Here, $\pi$ is any permutation of the indices $\{1, 2, \dots, n\}$.

The aggregation functions we discussed in the previous section, such as sum, mean, and max, all have this property. For example, summing the feature vectors of neighbors will produce the same result no matter which neighbor you start with.

• Sum: $\sum_{u \in \mathcal{N}(v)} \mathbf{h}_u^{(l)}$
• Mean: $\frac{1}{|\mathcal{N}(v)|} \sum_{u \in \mathcal{N}(v)} \mathbf{h}_u^{(l)}$
• Max: $\max_{u \in \mathcal{N}(v)} (\mathbf{h}_u^{(l)})$ (element-wise max)

By using a permutation-invariant function for aggregation, we guarantee that the message generated from a node's neighborhood is based only on the set of neighbors, not on any artificial ordering we might impose.

Permutation Equivariance in GNN Layers

While the aggregation step is invariant to the order of a single node's neighbors, the entire GNN layer exhibits a slightly different property when considering all nodes in the graph: permutation equivariance.

A function is permutation equivariant if permuting its inputs results in an identically permuted output. Let's say we have a function $F$ that takes a set of node features $\mathbf{H}$ (a matrix where each row is a node's feature vector) and outputs a new set of features $\mathbf{H}'$. If we permute the nodes in the input graph (which corresponds to permuting the rows of $\mathbf{H}$ and the rows/columns of the adjacency matrix), the output features $\mathbf{H}'$ will be permuted in the exact same way.

Formally, if $\mathbf{P}$ is any permutation matrix that reorders the nodes, then a function $F$ is equivariant if:

$$F(\mathbf{P} \mathbf{A} \mathbf{P}^T, \mathbf{P} \mathbf{H}) = \mathbf{P} F(\mathbf{A}, \mathbf{H})$$

Here, $\mathbf{A}$ is the adjacency matrix. The operation $\mathbf{P} \mathbf{A} \mathbf{P}^T$ reorders the adjacency matrix according to the permutation, and $\mathbf{P} \mathbf{H}$ reorders the feature matrix. The equation states that permuting the graph's inputs and then applying the GNN layer is the same as applying the GNN layer first and then permuting its outputs.

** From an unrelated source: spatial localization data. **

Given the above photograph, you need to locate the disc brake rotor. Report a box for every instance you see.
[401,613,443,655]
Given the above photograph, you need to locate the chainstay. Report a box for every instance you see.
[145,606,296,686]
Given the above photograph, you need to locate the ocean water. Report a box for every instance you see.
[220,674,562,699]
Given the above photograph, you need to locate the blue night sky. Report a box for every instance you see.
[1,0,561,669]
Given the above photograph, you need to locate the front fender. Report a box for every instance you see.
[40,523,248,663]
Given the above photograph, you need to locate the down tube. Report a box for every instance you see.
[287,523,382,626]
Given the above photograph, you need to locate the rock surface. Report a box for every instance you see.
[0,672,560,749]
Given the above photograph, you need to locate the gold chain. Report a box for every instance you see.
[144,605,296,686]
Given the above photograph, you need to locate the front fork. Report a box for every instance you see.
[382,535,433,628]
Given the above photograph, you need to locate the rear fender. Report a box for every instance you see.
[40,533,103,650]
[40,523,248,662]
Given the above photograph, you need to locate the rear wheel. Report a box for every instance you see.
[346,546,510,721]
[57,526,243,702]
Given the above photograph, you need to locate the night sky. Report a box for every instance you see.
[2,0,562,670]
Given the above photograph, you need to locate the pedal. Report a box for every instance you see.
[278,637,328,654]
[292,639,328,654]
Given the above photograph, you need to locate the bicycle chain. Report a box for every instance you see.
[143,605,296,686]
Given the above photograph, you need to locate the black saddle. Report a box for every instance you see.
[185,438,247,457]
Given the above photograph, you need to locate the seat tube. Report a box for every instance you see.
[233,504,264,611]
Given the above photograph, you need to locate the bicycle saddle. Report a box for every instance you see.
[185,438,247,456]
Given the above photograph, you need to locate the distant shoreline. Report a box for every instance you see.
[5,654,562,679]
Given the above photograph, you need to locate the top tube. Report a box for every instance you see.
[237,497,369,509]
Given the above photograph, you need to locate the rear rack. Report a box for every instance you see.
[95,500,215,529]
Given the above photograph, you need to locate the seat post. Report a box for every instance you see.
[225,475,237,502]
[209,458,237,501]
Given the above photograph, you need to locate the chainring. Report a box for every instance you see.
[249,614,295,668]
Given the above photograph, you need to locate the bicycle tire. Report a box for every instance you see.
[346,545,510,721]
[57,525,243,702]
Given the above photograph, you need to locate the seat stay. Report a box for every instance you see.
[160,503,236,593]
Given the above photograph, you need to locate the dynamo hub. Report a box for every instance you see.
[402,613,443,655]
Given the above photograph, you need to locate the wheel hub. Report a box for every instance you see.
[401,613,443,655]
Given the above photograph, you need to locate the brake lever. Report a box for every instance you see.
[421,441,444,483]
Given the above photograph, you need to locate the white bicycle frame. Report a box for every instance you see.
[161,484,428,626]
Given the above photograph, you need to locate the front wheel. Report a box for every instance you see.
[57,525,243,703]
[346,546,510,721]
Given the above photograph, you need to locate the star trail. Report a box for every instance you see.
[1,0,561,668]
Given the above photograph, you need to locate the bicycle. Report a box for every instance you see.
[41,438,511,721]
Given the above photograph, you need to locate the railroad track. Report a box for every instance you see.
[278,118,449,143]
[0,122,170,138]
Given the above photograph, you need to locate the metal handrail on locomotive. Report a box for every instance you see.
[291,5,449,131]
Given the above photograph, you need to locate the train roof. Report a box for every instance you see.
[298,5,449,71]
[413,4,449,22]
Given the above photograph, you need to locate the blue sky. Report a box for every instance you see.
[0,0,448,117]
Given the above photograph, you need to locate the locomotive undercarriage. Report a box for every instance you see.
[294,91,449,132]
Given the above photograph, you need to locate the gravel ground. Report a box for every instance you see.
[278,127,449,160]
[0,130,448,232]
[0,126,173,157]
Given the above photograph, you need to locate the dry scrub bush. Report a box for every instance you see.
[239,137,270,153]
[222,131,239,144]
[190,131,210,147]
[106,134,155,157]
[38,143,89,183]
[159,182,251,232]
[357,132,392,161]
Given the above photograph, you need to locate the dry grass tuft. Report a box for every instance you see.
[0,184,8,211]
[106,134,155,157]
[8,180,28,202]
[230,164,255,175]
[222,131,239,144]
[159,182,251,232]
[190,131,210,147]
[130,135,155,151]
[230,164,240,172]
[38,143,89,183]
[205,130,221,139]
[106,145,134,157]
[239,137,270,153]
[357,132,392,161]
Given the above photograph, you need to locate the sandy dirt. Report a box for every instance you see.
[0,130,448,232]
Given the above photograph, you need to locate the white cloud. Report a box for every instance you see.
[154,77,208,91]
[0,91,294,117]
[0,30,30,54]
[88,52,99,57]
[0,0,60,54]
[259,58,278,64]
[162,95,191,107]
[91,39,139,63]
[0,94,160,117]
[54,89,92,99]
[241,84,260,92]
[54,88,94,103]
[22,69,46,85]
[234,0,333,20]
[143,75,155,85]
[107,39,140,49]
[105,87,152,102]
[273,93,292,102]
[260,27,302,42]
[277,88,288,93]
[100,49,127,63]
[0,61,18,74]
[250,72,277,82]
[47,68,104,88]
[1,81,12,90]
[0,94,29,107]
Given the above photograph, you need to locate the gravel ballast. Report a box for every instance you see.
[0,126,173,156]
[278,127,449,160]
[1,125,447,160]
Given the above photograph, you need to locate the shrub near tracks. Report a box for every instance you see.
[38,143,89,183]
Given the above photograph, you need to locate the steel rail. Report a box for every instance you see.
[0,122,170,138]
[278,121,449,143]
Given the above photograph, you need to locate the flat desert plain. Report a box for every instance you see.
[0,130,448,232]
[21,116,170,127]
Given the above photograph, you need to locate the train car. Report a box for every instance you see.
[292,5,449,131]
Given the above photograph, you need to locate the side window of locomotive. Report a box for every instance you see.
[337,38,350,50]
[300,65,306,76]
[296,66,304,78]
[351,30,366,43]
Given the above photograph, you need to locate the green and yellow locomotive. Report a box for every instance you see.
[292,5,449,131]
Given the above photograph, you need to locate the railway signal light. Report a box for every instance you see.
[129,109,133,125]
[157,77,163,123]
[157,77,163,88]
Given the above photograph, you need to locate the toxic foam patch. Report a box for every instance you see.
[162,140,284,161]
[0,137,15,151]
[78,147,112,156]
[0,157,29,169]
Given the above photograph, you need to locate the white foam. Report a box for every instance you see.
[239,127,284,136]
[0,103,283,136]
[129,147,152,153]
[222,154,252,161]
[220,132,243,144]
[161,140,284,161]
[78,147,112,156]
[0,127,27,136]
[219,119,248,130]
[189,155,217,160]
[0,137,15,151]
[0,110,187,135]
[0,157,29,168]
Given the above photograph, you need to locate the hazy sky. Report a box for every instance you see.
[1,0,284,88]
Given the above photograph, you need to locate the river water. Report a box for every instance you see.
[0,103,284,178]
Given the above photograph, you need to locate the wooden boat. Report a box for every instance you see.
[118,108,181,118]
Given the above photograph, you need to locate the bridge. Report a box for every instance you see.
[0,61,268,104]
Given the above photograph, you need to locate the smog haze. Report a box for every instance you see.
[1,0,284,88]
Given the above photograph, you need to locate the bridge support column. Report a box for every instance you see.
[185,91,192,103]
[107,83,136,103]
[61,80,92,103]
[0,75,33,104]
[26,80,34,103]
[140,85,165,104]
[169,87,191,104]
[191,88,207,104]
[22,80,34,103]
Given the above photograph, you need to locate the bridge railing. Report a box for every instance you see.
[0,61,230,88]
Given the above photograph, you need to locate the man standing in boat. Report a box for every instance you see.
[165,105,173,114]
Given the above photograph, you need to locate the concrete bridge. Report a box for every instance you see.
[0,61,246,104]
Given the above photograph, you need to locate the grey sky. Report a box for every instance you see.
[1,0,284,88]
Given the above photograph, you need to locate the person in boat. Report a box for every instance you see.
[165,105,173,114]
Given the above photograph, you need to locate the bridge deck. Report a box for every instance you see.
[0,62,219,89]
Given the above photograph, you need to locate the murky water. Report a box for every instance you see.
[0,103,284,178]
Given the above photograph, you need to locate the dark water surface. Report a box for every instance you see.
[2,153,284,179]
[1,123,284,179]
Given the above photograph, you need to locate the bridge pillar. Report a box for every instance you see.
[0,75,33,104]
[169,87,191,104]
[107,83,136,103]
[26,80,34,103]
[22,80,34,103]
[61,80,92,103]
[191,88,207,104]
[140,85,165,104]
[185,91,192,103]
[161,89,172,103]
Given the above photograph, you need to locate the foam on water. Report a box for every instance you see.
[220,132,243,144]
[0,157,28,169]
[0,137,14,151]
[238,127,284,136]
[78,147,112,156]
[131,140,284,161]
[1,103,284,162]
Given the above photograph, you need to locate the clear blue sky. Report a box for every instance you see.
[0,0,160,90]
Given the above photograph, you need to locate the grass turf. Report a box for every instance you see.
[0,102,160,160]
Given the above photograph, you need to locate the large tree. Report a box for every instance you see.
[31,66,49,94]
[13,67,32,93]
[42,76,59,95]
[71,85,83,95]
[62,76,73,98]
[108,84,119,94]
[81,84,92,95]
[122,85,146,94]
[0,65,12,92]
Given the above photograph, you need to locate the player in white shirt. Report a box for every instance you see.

The message passing mechanism naturally achieves this. Each node's new representation $\mathbf{h}_v^{(l+1)}$ is computed based on its own state and an aggregated message from its neighbors. Since this computation is performed for every node in parallel, if we re-index the nodes of the graph, the output embeddings will be re-indexed in the same way. The embedding for node A will still be the embedding for node A, even if we now call it node B.

Diagram illustrating invariance and equivariance. For invariance, different orderings of neighbor features fed into the AGGREGATE function produce the same output message. For equivariance, permuting the order of all nodes in the graph before the GNN Layer results in an identically permuted set of output node representations.

Why These Properties Are Important

Permutation invariance and equivariance are not just theoretical properties. They are the reason GNNs can learn functions that depend on the graph's underlying structure, or topology, rather than on an arbitrary node ordering. A model that is not permutation equivariant might learn that "the first node in the list is important," which is a meaningless and non-generalizable pattern.

By adhering to these principles, GNNs can:

1. Handle graphs of arbitrary structure and size: The message passing operation is defined locally for each node, making it independent of the total number of nodes or their specific arrangement.
2. Learn generalizable patterns: The model learns features based on neighborhood structures (e.g., a node's role as a "hub" or being on a "bridge" between communities), which are consistent even if the node labels or their storage order changes.

In essence, these properties ensure that the GNN is learning about the graph itself, not about the way we chose to write it down in memory. This is fundamental to building powerful and reliable models for graph-structured data.